Lab on a fabric : mass-producible and low-cost fabric sheets for circulating tumor cell isolation = 랩 온 어 패브릭 : 저가 양산형 천시트를 이용한 혈중암세포 선별에 관한 연구
mass-producible and low-cost fabric sheets for circulating tumor cell isolation
This thesis presents two different methods for isolating circulating tumor cells (CTCs) with the mass-producible and low-cost polyester fabric sheets: High-throughput viable CTC isolation based on size and deformability and highly-sensitive CTC isolation based on immune-affinity binding on graphene oxide (GO) coating.

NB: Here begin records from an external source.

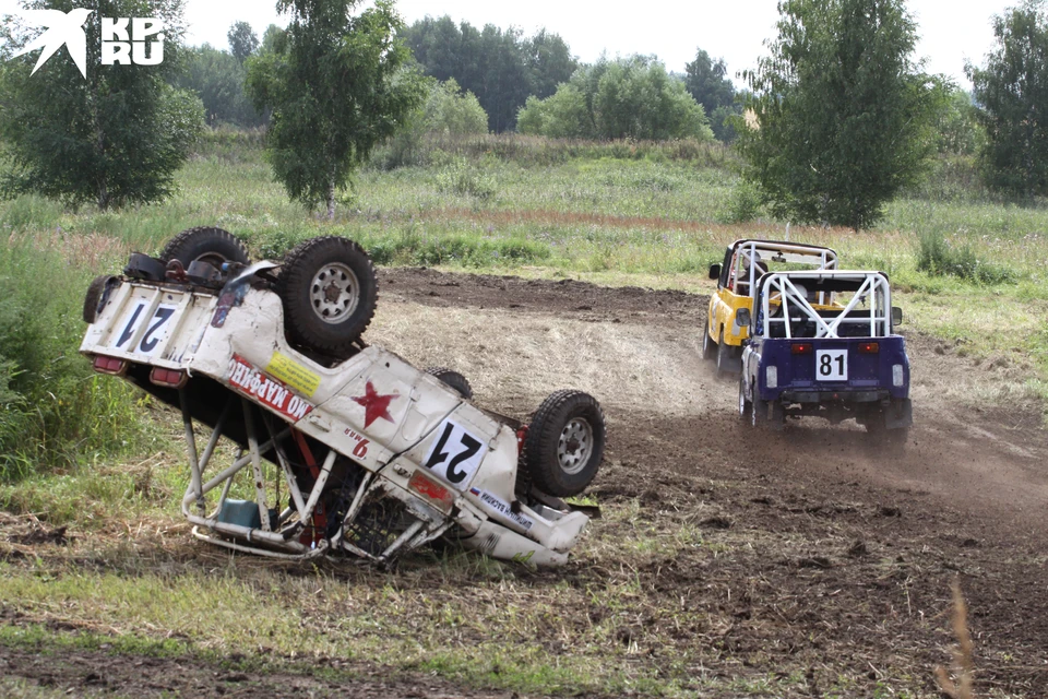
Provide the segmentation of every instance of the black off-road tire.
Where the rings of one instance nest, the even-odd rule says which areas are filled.
[[[88,325],[98,319],[98,311],[105,303],[107,292],[110,285],[118,282],[117,277],[109,274],[96,276],[87,286],[87,294],[84,295],[84,322]]]
[[[453,389],[458,395],[465,399],[473,398],[473,387],[469,381],[458,371],[448,367],[429,367],[426,374],[440,379],[445,386]]]
[[[196,261],[206,262],[215,269],[222,269],[224,262],[250,263],[248,249],[235,235],[211,226],[182,230],[164,246],[160,260],[178,260],[187,270]]]
[[[713,344],[713,337],[710,336],[710,321],[702,325],[702,358],[712,362],[717,356],[717,346]]]
[[[597,475],[605,438],[604,411],[595,398],[582,391],[557,391],[535,411],[521,469],[547,495],[579,495]]]
[[[379,280],[364,248],[321,236],[288,252],[277,291],[291,342],[344,359],[374,317]]]

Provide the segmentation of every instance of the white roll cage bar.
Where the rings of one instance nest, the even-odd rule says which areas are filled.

CTC isolation method based on size and deformability enables the capture of heterogeneous CTCs, regardless of their surficial protein expressions. Slots with curved walls, which are naturally formed due to the cross-sectional shape of the polyester monofilaments, reduce 21.6% of stress applied to the cells when compared to the conventional slots with straight walls. As a result, 86% of cancer cells remained viable after the isolation process conducted at the flow rate of 25 mL/h. The slots with curved walls also prevent cells from clogging the filter, thus successfully releasing over 92% of the captured cancer cells. We applied our fabric sheets to 11 human blood samples obtained from 9 breast cancer patients and 2 healthy volunteers. The number of CTCs found from patients’ samples was closely related with the expression level of the proliferation marker Ki-67 in the primary tumor. However, the present method resulted in a relatively low CTC capture efficiency of 60-65%.

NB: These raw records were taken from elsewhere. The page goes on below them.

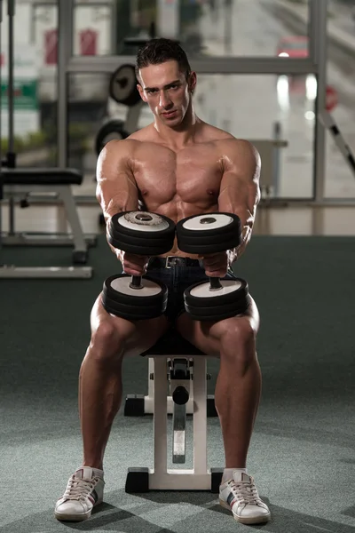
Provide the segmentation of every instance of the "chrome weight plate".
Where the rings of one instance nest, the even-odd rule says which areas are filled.
[[[137,89],[137,77],[133,65],[122,65],[114,72],[108,91],[114,101],[130,107],[141,99]]]
[[[224,213],[207,213],[206,215],[198,215],[188,218],[183,222],[184,229],[190,231],[210,231],[213,229],[224,229],[233,221],[233,217]]]
[[[157,213],[126,211],[117,217],[117,223],[134,231],[160,232],[169,228],[169,222]]]
[[[103,292],[111,300],[128,306],[154,306],[167,300],[168,289],[164,283],[150,276],[141,277],[141,289],[132,288],[132,276],[127,274],[112,275],[105,280]]]
[[[142,277],[142,289],[132,289],[130,281],[130,276],[116,278],[111,282],[110,287],[120,295],[125,294],[134,298],[151,298],[162,292],[162,286],[153,280]]]
[[[184,300],[193,307],[207,307],[233,304],[248,294],[248,283],[241,278],[219,280],[221,289],[211,290],[209,282],[199,282],[184,291]]]

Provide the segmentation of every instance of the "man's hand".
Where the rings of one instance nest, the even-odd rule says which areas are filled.
[[[130,275],[144,275],[146,274],[149,261],[148,257],[122,251],[119,259],[125,274]]]
[[[209,277],[225,277],[228,270],[228,251],[220,251],[201,256],[206,275]]]

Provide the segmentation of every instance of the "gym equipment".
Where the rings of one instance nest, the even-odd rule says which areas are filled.
[[[111,246],[141,256],[171,250],[175,239],[172,220],[147,211],[123,211],[112,217],[107,227]],[[112,275],[104,282],[102,304],[107,313],[127,320],[145,320],[162,314],[168,289],[149,276]]]
[[[114,118],[107,121],[99,130],[95,139],[95,149],[98,155],[99,155],[102,148],[109,140],[122,140],[127,139],[129,133],[124,129],[124,123],[122,120]]]
[[[149,357],[149,395],[127,396],[124,415],[154,415],[154,468],[128,469],[126,492],[208,490],[217,493],[223,468],[208,468],[207,465],[207,418],[217,416],[214,396],[207,395],[207,379],[210,378],[207,374],[207,355],[175,330],[169,330],[141,355]],[[168,469],[169,414],[172,414],[174,465],[186,462],[186,415],[193,415],[192,469]]]
[[[0,0],[0,28],[3,22],[3,1]],[[20,195],[22,203],[29,191],[56,192],[62,200],[68,222],[73,230],[74,251],[73,262],[83,264],[87,261],[87,243],[85,242],[80,219],[76,211],[74,197],[70,186],[81,184],[83,176],[73,169],[26,169],[16,167],[16,154],[13,151],[13,17],[14,1],[8,1],[9,18],[9,76],[8,76],[8,110],[9,110],[9,150],[3,159],[0,153],[0,201],[4,198],[5,193],[9,199],[10,207],[10,235],[5,243],[18,244],[20,240],[14,235],[14,200]],[[1,51],[0,51],[1,52]],[[24,203],[23,203],[24,204]],[[3,244],[3,235],[1,227],[1,204],[0,204],[0,248]],[[38,239],[36,243],[43,244],[44,238]],[[23,237],[26,243],[26,237]],[[55,245],[52,239],[50,243]],[[64,243],[62,240],[61,243]],[[67,236],[66,243],[69,243]],[[89,278],[92,274],[92,269],[89,266],[69,266],[69,267],[19,267],[13,265],[0,265],[0,278]]]
[[[241,243],[241,220],[233,213],[193,215],[177,224],[178,246],[182,251],[212,254]],[[243,313],[248,283],[241,278],[199,282],[184,291],[185,307],[193,320],[218,321]]]
[[[133,65],[122,65],[114,72],[111,76],[108,91],[115,102],[129,107],[135,106],[140,100]]]

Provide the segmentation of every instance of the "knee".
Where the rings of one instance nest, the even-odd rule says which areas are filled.
[[[116,362],[122,354],[124,341],[114,324],[100,322],[92,331],[87,355],[100,363]]]
[[[221,357],[243,365],[256,358],[256,330],[248,320],[232,319],[221,336]]]

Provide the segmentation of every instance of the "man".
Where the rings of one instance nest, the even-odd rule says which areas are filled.
[[[231,265],[250,239],[260,198],[259,155],[248,142],[196,116],[196,74],[178,44],[149,41],[138,54],[136,68],[140,96],[154,120],[124,140],[107,143],[99,157],[97,196],[106,222],[117,212],[139,207],[175,222],[209,211],[233,212],[242,224],[242,243],[236,250],[204,258],[187,258],[175,244],[166,254],[168,259],[112,248],[125,273],[142,275],[148,271],[164,281],[169,289],[167,313],[131,322],[107,314],[98,297],[91,316],[91,339],[80,370],[83,462],[57,502],[55,516],[85,520],[102,502],[104,453],[122,402],[122,359],[152,346],[173,323],[191,343],[220,358],[215,403],[225,469],[219,501],[241,522],[264,522],[270,519],[269,509],[246,470],[261,389],[256,354],[257,308],[249,297],[244,314],[200,322],[184,312],[183,301],[183,290],[206,275],[233,276]]]

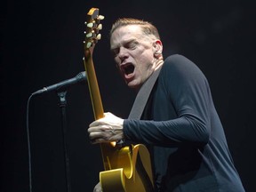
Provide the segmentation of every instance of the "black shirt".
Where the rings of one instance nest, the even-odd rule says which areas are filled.
[[[125,119],[124,137],[148,147],[157,191],[244,191],[202,71],[168,57],[143,114]]]

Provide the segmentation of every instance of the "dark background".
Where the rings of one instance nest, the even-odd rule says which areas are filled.
[[[105,16],[93,60],[105,111],[126,117],[134,92],[119,77],[109,52],[108,31],[119,17],[155,24],[164,54],[180,53],[207,76],[230,152],[246,191],[255,184],[255,6],[253,1],[60,1],[1,2],[0,191],[28,191],[27,102],[44,86],[84,70],[84,30],[91,7]],[[90,144],[93,121],[88,86],[67,95],[68,146],[72,191],[92,191],[102,162]],[[33,191],[65,191],[60,108],[55,92],[29,103]]]

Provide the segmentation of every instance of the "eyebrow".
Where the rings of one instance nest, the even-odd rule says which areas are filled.
[[[138,42],[138,40],[136,38],[131,38],[131,39],[128,39],[128,40],[124,40],[121,42],[121,44],[118,44],[117,45],[114,45],[114,46],[111,46],[110,47],[110,50],[116,50],[116,49],[118,49],[120,47],[120,44],[129,44],[131,43],[133,43],[133,42]]]

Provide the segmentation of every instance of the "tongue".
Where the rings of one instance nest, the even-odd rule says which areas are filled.
[[[127,76],[132,74],[133,71],[134,71],[134,66],[133,65],[129,65],[129,66],[127,66],[127,68],[125,68],[125,74]]]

We have enhanced the CTC capture efficiency by selective increase of cancer cell size. Hypo-osmotic cell swelling increases the size of epithelial-like and mesenchymal-like cancer cells maximum 26% and 16%, respectively, while increasing the size of leukocytes only 9% at the osmolality of 190mOsm/kg. Meanwhile, over 90% of cancer cells remained viable at the given osmolality. Consequently, capture efficiency increased by 9-12% with negligible decrease in specificity and viability. We processed 1mL of 10 human blood samples obtained from 6 colorectal cancer patients and 4 healthy volunteers, in both hypotonic and isotonic conditions. The CTC detection rate and the number of CTCs were increased in hypotonic condition compared to isotonic condition. Therefore, we have demonstrated that the present method is appropriate for the rapid and low-cost cancer diagnosis.

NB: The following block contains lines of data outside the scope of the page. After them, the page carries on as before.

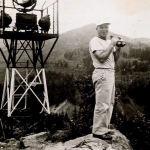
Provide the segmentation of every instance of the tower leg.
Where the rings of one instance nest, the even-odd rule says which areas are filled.
[[[7,87],[7,72],[5,72],[4,87],[3,87],[3,94],[2,94],[2,101],[1,101],[1,109],[3,109],[3,107],[4,107],[4,101],[6,98],[6,87]]]
[[[44,84],[44,103],[47,105],[47,113],[50,114],[50,105],[49,105],[49,99],[48,99],[48,91],[47,91],[47,83],[46,83],[46,75],[45,75],[45,69],[42,69],[42,77],[43,77],[43,84]]]
[[[14,107],[14,83],[15,83],[15,69],[12,68],[10,96],[8,98],[8,117],[11,116],[11,109]]]

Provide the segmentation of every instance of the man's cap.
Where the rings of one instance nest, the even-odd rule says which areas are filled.
[[[110,20],[109,20],[109,19],[104,18],[104,19],[99,20],[99,21],[96,23],[96,27],[97,27],[97,26],[100,26],[100,25],[102,25],[102,24],[110,25],[111,23],[110,23]]]

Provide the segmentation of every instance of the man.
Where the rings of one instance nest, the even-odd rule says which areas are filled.
[[[93,137],[111,140],[113,132],[109,130],[115,98],[115,62],[119,58],[120,47],[116,47],[118,37],[107,39],[109,22],[97,24],[98,36],[93,37],[89,50],[95,70],[92,80],[95,85],[96,104],[93,119]]]

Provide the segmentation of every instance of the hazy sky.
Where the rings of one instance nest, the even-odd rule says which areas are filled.
[[[45,0],[37,1],[41,7]],[[61,33],[107,17],[115,33],[150,38],[150,0],[59,0],[59,15]]]

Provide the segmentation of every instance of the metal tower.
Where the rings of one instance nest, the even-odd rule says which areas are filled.
[[[22,103],[22,109],[26,109],[30,97],[30,101],[34,98],[41,104],[41,111],[50,114],[44,67],[59,38],[58,0],[42,9],[35,9],[38,0],[24,3],[12,0],[12,7],[6,6],[5,0],[1,1],[0,39],[5,47],[0,48],[0,52],[6,73],[0,107],[6,108],[10,117]],[[15,9],[18,12],[13,22],[7,12]],[[45,43],[49,49],[44,49]]]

In the immunoaffinity-based CTC isolation, we functionalized the stack of three fabric sheet layers with GO, to increase the density of anti-EpCAM antibodies. The fabric sheet layers with GO modification resulted in CTC capture efficiency of 75-80%, which was 10-25% higher compared to the fabric sheet layers without GO modification. Meanwhile, only 140 leukocytes were captured in 1mL of human blood samples. We performed the clinical study using 10 human blood samples obtained from 7 colorectal cancer patients and 3 healthy volunteers. The GO-coated fabric sheet layers successfully isolated 4-42 CTCs/mL from all cancer patients, while none of the cancerous cells were found in healthy volunteers’ samples. The GO-functionalized fabric sheet layers, capable of highly-sensitive and highly-selective CTC isolation, are feasible for clinical CTC applications.
In summary, we have designed, manufactured, and characterized two different versions of CTC isolation devices made of mass-producible fabric sheets and demonstrated clinical application using human blood samples. The newly developed fabric sheets, producible by well-established and cost-effective textile manufacturing process, result in a simple and novel platform for viable CTC analysis.